The Snoozer

by Mat Twassel

Copyright© 2003 by Mat Twassel

Erotica Sex Story: At a garage sale a block from their home, Joe and JoJo find something that brings back old memories--and more.

Caution: This Erotica Sex Story contains strong sexual content, including Heterosexual   .

One beautiful Saturday morning in early summer Joe and JoJo set out from their house on Bluebird Lane for a little before-breakfast stroll about the neighborhood. They had not gone far, just around the corner and to the next block, Robin Drive, when they noticed a garage sale.

"Oh, no," Joe said, "we have way too much junk already."

"Aren't these little dresses just darling?" JoJo said, showing Joe a delicate pink gown. He smiled. Amy, Joe and JoJo's daughter, was just of college age now, and JoJo had a collection of darling dresses and pink gowns sheathed in plastic hanging in the attic.

"How 'bout this?" Joe said, pointing to a slatted circular tub of weathered gray wood.

JoJo laughed. "What is it?"

"Beats me," Joe answered. "Maybe some kind of cider press.

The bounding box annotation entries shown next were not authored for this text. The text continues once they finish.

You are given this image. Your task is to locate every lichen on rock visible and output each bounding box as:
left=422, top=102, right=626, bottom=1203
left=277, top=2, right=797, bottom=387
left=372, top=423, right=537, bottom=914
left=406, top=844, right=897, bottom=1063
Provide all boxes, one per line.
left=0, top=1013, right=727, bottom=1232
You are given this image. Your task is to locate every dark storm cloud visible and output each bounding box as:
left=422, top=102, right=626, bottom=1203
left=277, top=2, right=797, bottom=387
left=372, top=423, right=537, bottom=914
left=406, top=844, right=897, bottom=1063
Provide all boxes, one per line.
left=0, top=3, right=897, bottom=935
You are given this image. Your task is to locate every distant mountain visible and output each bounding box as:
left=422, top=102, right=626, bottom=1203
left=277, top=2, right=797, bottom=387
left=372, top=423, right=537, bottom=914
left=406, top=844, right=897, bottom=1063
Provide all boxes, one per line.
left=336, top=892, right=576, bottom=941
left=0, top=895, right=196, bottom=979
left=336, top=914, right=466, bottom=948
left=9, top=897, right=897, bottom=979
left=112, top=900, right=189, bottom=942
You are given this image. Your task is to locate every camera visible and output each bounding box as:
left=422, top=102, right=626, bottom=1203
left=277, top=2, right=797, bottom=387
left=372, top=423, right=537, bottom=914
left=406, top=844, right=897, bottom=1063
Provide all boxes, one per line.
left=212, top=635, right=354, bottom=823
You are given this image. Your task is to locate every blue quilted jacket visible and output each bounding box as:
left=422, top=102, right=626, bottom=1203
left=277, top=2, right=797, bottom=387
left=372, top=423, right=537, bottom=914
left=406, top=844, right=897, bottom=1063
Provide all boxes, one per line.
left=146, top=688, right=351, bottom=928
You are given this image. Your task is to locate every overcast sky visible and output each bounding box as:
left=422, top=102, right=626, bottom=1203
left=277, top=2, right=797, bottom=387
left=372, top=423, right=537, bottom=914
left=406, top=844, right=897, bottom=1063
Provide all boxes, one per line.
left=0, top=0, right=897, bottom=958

See the hole down here. I bet that's where the juice would drip."

JoJo studied the hole. "I don't know," she said. "I guess we could make it into a planter."

Now Joe laughed. JoJo could make just about anything into a planter. "Forget it," he said good- naturedly.

Next was a table of knickknacks and odds and ends. "Hey," said JoJo, stopping. "Hey," Joe echoed. They stood in front of the knickknack table staring at the alarm clock radio.

"A Snoozer," JoJo whispered.

"I know," Joe whispered back.

On their honeymoon twenty years ago, Joe and JoJo had spent six nights in the city in a not-quite- seedy hotel convenient to the theater district. The idea was that the money saved on lodgings would go towards shows and dinners. All Joe and JoJo really needed was a clean mattress and each other. And sometimes they didn't even need the mattress. The hotel offered a free continental breakfast, served from six-thirty to ten each morning. On the nightstand next to the double bed sat a little alarm clock radio. Late the first night, JoJo told Joe to set the alarm. "We don't want to miss the complimentary continental breakfast," she said.

"We don't? What is a continental breakfast?"

"Probably not Belgian waffles smothered with syrup and ripe juicy baby strawberries," JoJo speculated.

"Probably not three eggs any way with smoked Canadian bacon and extra lean sausage and heaps of hash-browns," Joe said.

"Set the alarm for nine-thirty," JoJo told him. "That should give us plenty of time."

"Look, the case is cracked. I don't know if this thing even works. I don't know how it works."

But Joe opened the drawer in the night table, and there, underneath the Bible, he found a set of instructions.

"My man!" said JoJo, hugging him as he studied the slim booklet.

"Choice of music or alarm."

"Music might be nice," JoJo said.

"Yeah, but we might get static."

"Or worse--news!"

"Right," said Joe. "We'll go for the alarm. And see this button on top? That's the 'snoozer.' You press it and you get nine more minutes."

JoJo fingered the button, and then she touched the crack, which curved from the button on top to the back end of the case and on down. "Poor little radio," JoJo said, patting it tenderly. "Looks like somebody bashed it."

Joe set the alarm.

As it turned out, Joe and JoJo were already awake when the alarm went off the next morning. They were awake but not out of bed. "Burr-rup, Burr-rup," blurted the alarm, soft at first, but then louder, raspier.